Comment by ddxv
2 months ago
Mind blowing they couldn't get this to work. It's struck me lately that the models don't seem to matter anymore, they're all equally good.
The UX and integration with regular phone features is what makes the tool shine and by now there should be plenty of open source models and know how to create their own.
What is Google offering that Apple can't figure out on their own?
Maybe people don't personal assitant AI enough to justify the investment? My phone has probably 6 or 7 AI tools that have talking features that I don't ever explore.

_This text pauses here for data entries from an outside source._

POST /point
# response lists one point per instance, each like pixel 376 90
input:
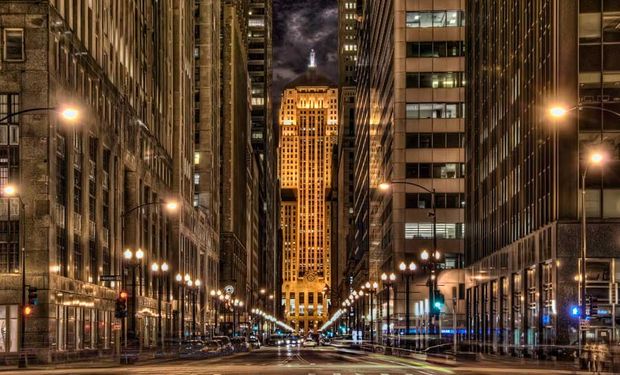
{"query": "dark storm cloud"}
pixel 299 26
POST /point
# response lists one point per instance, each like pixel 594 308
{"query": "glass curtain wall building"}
pixel 524 171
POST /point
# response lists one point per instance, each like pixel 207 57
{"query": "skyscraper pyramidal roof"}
pixel 311 77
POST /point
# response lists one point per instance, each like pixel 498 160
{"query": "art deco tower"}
pixel 309 127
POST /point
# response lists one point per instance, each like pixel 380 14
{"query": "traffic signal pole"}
pixel 22 362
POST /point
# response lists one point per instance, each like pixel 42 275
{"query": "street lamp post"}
pixel 432 265
pixel 10 191
pixel 407 272
pixel 217 297
pixel 129 256
pixel 181 281
pixel 70 114
pixel 133 260
pixel 371 290
pixel 67 113
pixel 387 284
pixel 159 271
pixel 596 159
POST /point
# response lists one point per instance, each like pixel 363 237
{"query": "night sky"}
pixel 299 26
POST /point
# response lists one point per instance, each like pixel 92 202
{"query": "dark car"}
pixel 276 340
pixel 190 348
pixel 211 349
pixel 293 340
pixel 254 342
pixel 224 341
pixel 240 344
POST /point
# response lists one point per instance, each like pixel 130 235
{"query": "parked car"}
pixel 309 343
pixel 240 344
pixel 190 348
pixel 276 340
pixel 254 342
pixel 293 340
pixel 224 341
pixel 211 349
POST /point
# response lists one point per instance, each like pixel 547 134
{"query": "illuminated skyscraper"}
pixel 308 131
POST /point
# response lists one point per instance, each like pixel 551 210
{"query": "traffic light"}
pixel 437 303
pixel 593 306
pixel 33 296
pixel 121 305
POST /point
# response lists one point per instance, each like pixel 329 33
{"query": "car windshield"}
pixel 223 339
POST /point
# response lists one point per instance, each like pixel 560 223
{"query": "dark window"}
pixel 412 171
pixel 426 50
pixel 14 44
pixel 454 140
pixel 439 140
pixel 425 170
pixel 77 257
pixel 412 140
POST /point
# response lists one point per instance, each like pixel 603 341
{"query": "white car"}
pixel 309 343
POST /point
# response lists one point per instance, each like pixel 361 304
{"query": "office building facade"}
pixel 343 165
pixel 207 119
pixel 524 172
pixel 81 182
pixel 236 163
pixel 264 143
pixel 409 131
pixel 308 132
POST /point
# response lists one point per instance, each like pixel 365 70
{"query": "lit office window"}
pixel 447 231
pixel 442 18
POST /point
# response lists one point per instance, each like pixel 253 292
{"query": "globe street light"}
pixel 67 112
pixel 10 191
pixel 133 260
pixel 388 280
pixel 159 272
pixel 407 272
pixel 595 159
pixel 433 265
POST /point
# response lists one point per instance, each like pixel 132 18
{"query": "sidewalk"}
pixel 147 358
pixel 498 362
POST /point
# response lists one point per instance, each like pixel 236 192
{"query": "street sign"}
pixel 109 277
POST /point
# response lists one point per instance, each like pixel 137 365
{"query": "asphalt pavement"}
pixel 298 361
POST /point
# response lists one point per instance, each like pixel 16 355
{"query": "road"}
pixel 298 361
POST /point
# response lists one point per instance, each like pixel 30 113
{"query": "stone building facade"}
pixel 309 130
pixel 80 182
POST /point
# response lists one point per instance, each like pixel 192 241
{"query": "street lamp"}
pixel 596 158
pixel 388 280
pixel 433 265
pixel 10 191
pixel 407 272
pixel 195 291
pixel 181 281
pixel 139 254
pixel 371 290
pixel 159 272
pixel 66 112
pixel 133 260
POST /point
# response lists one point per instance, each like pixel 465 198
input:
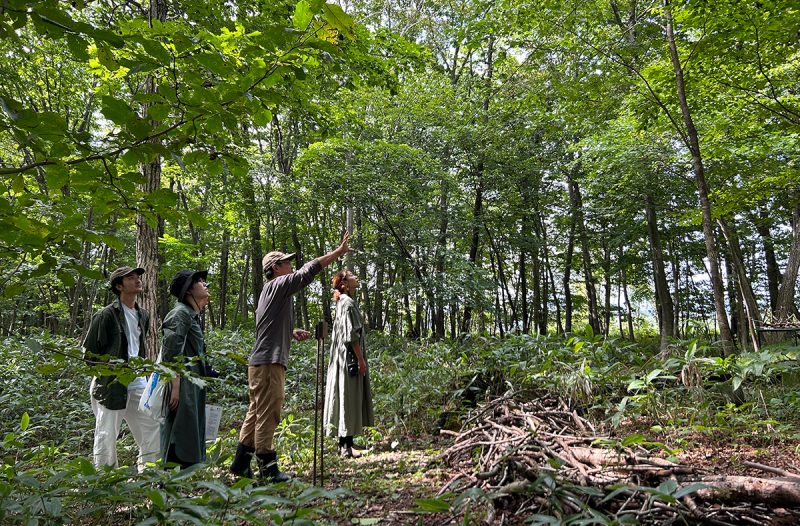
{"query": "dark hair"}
pixel 195 279
pixel 339 283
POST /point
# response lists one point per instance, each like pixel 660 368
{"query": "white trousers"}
pixel 146 431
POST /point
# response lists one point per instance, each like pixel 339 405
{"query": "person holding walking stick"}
pixel 348 397
pixel 266 371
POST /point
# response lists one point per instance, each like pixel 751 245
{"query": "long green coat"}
pixel 348 399
pixel 186 426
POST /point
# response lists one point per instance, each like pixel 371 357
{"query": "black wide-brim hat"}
pixel 120 273
pixel 183 281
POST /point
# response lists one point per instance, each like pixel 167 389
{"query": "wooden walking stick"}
pixel 320 333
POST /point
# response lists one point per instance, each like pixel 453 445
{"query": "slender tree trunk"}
pixel 664 303
pixel 147 228
pixel 523 292
pixel 376 320
pixel 763 223
pixel 477 208
pixel 785 304
pixel 224 258
pixel 693 143
pixel 745 290
pixel 676 291
pixel 586 256
pixel 607 274
pixel 254 240
pixel 567 276
pixel 441 250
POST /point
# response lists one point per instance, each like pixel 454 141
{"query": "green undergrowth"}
pixel 637 396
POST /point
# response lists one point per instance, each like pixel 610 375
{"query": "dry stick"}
pixel 771 469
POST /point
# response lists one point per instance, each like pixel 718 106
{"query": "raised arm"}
pixel 343 248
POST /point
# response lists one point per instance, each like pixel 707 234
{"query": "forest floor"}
pixel 388 482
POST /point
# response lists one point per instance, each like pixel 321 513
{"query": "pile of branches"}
pixel 538 457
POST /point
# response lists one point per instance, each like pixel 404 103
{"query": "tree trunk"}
pixel 763 223
pixel 523 292
pixel 785 304
pixel 147 229
pixel 224 258
pixel 567 276
pixel 607 272
pixel 477 208
pixel 742 282
pixel 578 218
pixel 254 241
pixel 693 143
pixel 377 319
pixel 441 249
pixel 664 303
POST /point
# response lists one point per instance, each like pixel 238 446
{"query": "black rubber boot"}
pixel 268 468
pixel 241 462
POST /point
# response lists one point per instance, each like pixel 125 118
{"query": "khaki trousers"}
pixel 266 384
pixel 145 431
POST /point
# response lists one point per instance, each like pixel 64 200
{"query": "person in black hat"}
pixel 183 432
pixel 266 371
pixel 119 332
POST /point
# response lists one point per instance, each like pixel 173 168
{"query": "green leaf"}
pixel 78 46
pixel 106 57
pixel 159 112
pixel 336 17
pixel 262 118
pixel 157 497
pixel 13 289
pixel 116 110
pixel 302 15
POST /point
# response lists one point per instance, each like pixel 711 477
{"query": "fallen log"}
pixel 779 491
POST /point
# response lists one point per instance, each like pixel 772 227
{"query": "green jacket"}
pixel 106 341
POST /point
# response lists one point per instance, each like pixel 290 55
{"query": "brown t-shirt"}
pixel 274 322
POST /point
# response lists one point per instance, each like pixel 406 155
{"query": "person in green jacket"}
pixel 348 395
pixel 183 432
pixel 117 333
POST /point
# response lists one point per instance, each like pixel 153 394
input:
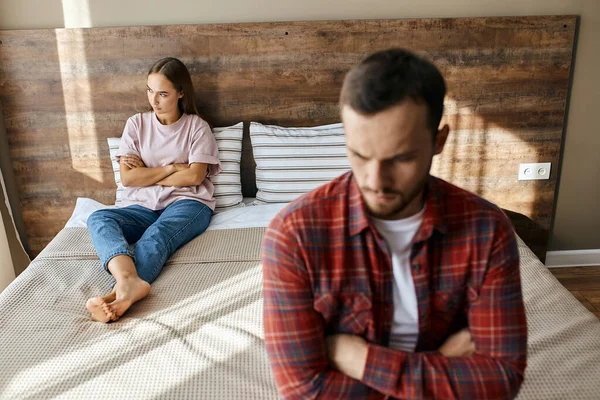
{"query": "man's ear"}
pixel 440 139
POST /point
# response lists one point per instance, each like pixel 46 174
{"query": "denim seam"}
pixel 117 253
pixel 205 208
pixel 186 225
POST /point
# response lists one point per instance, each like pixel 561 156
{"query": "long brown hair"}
pixel 177 73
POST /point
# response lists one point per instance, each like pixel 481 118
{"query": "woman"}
pixel 165 156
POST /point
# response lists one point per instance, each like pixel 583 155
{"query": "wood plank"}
pixel 64 91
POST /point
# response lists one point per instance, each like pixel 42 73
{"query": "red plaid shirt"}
pixel 328 271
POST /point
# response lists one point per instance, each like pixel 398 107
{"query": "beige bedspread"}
pixel 199 334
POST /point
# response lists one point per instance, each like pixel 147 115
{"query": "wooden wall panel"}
pixel 65 91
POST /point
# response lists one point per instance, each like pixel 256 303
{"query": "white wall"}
pixel 577 215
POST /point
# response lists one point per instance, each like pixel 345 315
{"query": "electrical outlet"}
pixel 534 171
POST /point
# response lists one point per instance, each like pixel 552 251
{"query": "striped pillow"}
pixel 228 186
pixel 294 161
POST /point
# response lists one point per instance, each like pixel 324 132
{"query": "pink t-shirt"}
pixel 186 141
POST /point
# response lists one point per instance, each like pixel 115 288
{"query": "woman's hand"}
pixel 133 161
pixel 181 167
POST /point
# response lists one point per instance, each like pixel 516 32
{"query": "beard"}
pixel 394 207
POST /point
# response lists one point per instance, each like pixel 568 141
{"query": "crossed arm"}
pixel 485 362
pixel 135 173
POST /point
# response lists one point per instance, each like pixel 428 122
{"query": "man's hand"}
pixel 460 344
pixel 348 354
pixel 132 161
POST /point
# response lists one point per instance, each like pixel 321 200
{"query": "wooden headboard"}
pixel 65 91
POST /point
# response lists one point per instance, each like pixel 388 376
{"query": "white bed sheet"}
pixel 256 216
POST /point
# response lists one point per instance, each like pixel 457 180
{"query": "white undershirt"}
pixel 398 235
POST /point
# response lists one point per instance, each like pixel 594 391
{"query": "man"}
pixel 388 281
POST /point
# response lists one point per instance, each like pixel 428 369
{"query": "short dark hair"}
pixel 387 78
pixel 176 72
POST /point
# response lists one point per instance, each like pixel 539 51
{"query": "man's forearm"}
pixel 431 375
pixel 142 177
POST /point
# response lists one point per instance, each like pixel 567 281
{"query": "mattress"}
pixel 199 334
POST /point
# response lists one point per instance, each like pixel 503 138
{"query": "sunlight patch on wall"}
pixel 76 86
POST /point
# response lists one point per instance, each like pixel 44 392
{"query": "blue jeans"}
pixel 156 234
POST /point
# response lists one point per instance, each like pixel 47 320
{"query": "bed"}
pixel 199 334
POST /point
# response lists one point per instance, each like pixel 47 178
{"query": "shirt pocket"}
pixel 350 313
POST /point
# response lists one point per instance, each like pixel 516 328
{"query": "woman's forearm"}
pixel 192 176
pixel 143 176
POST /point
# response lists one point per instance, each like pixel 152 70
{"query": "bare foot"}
pixel 128 291
pixel 98 307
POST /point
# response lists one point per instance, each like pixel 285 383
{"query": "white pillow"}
pixel 228 186
pixel 294 161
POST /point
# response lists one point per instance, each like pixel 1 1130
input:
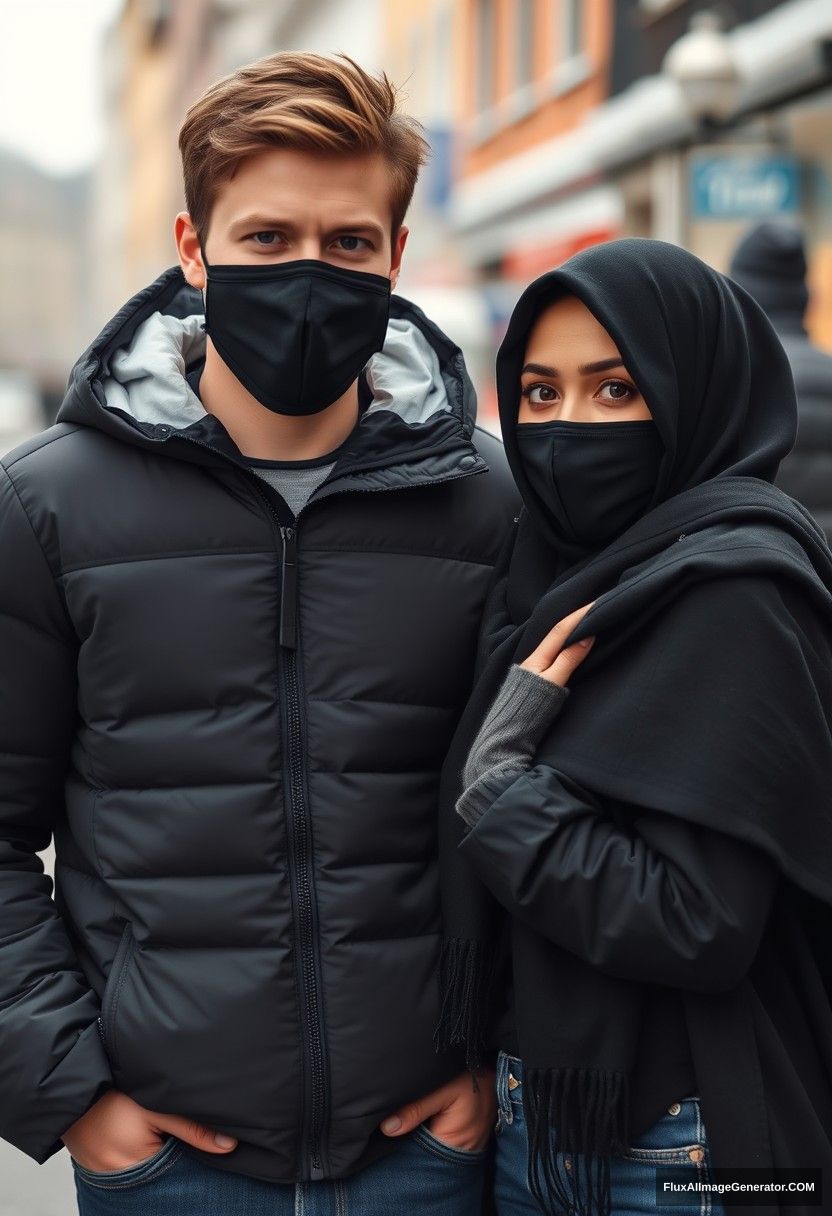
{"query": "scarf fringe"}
pixel 466 974
pixel 582 1113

LLM business is not a one-shot figure it out and then collect some easy money, it a constant work and expenses just for LLM functionality. So if Apple analyzed this and decided that they would rather rent such capability, it seems quite logical. Also Google already has ties to Apple, they may even strike a deal where search on iOS is bartered (maybe partially) for Gemini service. Win-win. And Google is not going out of business any time soon, so more reliable than any pure-LLM corporation.
Another, less likely possibility is that Apple may be reluctant to steal enough data to train own LLM to a competitive level and then continue this in perpetuity. They have this notion that they are privacy oriented FAANG company, and may want to keep up this idea.
Maybe it is a sum total of a lot of factors, which in the end tilted the decision to a rental model.
I don't know, Gemini 2.5 has been the only model that's been able to not consistently make fundamental mistakes with my project as I've been working with it over the last year. Claud 3.7, 4.0, and 4.5 are not nearly as good. I gave up on chatgpt a couple years ago so I have no idea how they perform. They were bad when I quit using it.
Do you find that Gemini results are slightly different when you ask the same question multiple times? I found it to have the least consistently reproducible results compared to others I was trying to use.
Sometimes it will alternate between different design patterns for implementing the same feature on different generations.
If it gets the answer wrong and I notice it, often just regenerating will get past it rather than having to reformulate my prompt.
So, I'd say yeah...it is consistent in the general direction or understanding, but not so much in the details. Adjusting temp does help with that, but I often just leave it default regardless.
I use all of them about equally, and I don't really want to argue the point, as I've had this conversation with friends, and it really feels like it is becoming more about brand affiliation and preference. At the end of the day, they're random text generators and asking the same question with different seeds gives different results, and they're all mostly good.